A Functional Near-Infrared Spectroscopy Study of Sustained Attention to Local and Global Target Features
Degree GrantorUniversity of Canterbury
Degree NameMaster of Science
There has been extensive research investigating the differences between global and local feature discrimination. The role that global and local feature discrimination has in sustained attention tasks however has been relatively neglected. In the current research, participants were required to perform a sustained attention task requiring them to engage in either global or local shape stimuli discrimination. Reaction times to local feature discrimination revealed a quadratic trend with time-on-task, with performance levels showing a decline before returning to initial levels towards the end of the task. This trend was not found in the global shape discrimination condition.

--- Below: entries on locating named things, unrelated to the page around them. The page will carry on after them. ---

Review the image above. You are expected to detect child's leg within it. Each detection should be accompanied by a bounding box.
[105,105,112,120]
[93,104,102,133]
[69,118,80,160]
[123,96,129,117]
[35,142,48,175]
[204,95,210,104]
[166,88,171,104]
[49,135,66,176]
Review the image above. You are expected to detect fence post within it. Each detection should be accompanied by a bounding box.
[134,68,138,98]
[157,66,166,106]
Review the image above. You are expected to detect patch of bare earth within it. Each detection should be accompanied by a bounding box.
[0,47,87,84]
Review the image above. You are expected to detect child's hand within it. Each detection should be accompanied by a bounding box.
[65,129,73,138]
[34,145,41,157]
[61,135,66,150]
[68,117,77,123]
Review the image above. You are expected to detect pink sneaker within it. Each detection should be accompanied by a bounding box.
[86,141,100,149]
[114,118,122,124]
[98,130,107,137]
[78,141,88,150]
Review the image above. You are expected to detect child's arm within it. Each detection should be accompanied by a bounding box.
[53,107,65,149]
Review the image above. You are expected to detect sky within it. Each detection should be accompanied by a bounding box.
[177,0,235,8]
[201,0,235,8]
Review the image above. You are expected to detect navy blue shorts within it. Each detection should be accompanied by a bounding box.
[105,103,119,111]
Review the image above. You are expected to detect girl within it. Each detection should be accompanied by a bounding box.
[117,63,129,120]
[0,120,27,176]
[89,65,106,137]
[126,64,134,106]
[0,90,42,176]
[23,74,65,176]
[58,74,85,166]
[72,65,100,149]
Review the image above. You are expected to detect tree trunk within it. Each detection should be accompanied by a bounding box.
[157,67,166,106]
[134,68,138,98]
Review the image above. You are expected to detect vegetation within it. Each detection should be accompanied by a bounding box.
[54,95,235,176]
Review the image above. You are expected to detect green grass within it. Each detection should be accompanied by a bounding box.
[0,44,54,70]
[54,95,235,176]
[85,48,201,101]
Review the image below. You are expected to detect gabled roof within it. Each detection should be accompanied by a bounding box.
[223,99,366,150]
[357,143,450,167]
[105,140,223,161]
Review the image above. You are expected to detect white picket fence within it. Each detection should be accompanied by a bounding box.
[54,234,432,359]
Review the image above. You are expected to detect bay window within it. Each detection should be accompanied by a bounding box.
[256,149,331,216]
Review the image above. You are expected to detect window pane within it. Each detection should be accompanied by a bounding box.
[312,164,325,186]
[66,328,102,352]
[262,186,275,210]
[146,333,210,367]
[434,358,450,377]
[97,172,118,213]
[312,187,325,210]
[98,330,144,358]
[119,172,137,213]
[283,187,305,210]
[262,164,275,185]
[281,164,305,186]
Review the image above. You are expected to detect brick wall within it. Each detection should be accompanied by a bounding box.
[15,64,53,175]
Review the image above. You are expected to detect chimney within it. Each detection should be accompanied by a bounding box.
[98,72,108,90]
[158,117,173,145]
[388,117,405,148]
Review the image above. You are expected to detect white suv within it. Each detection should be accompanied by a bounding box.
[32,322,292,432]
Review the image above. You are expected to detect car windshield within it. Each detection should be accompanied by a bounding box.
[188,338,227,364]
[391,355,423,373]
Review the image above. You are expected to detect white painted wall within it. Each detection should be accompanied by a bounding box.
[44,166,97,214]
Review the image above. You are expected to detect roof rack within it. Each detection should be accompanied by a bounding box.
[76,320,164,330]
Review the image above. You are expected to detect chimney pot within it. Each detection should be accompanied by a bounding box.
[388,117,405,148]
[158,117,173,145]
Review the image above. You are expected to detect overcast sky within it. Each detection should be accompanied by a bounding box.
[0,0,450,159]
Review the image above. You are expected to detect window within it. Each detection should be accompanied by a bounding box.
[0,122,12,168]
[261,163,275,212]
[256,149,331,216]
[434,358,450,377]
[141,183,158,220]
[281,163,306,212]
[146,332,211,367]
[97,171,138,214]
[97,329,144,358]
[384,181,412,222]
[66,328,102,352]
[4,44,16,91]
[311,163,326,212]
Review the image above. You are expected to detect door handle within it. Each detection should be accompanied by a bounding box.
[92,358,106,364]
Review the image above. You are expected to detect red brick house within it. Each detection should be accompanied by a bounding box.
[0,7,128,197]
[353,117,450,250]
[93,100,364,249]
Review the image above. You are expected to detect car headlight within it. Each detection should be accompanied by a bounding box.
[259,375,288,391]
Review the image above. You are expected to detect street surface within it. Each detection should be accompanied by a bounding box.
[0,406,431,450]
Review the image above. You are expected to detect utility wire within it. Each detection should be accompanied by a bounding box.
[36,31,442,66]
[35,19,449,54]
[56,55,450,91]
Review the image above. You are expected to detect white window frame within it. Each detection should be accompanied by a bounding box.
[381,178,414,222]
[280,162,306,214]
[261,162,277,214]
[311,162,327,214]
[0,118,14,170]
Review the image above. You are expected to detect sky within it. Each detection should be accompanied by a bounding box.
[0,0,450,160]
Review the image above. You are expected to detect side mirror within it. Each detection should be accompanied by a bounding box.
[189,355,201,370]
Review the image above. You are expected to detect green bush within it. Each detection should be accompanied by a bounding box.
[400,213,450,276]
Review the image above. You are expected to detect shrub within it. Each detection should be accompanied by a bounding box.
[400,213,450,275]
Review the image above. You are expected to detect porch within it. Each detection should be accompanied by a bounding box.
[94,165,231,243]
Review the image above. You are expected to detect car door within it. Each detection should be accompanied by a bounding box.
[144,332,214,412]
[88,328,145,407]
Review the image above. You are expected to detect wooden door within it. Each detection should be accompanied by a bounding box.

Functional near-infrared spectroscopy (fNIRS) was employed to assess hemispheric cerebral oxygenation during the tasks. It was found in both conditions that there was greater oxygenation in the right hemisphere compared to the left hemisphere. It was also found that right hemisphere oxygenation increased with time-on-task. Left hemisphere oxygenation decreased during the global task, while it increased during the local task with time on task. Total cerebral oxygenation, collapsed over both hemispheres, increased more over time in the local discrimination task than the global discrimination task. The performance data and the fNIRS results suggest an increased utilization of bilateral cognitive resources with time-on-task in the local discrimination condition, but not in the global discrimination condition. Results and implications are discussed.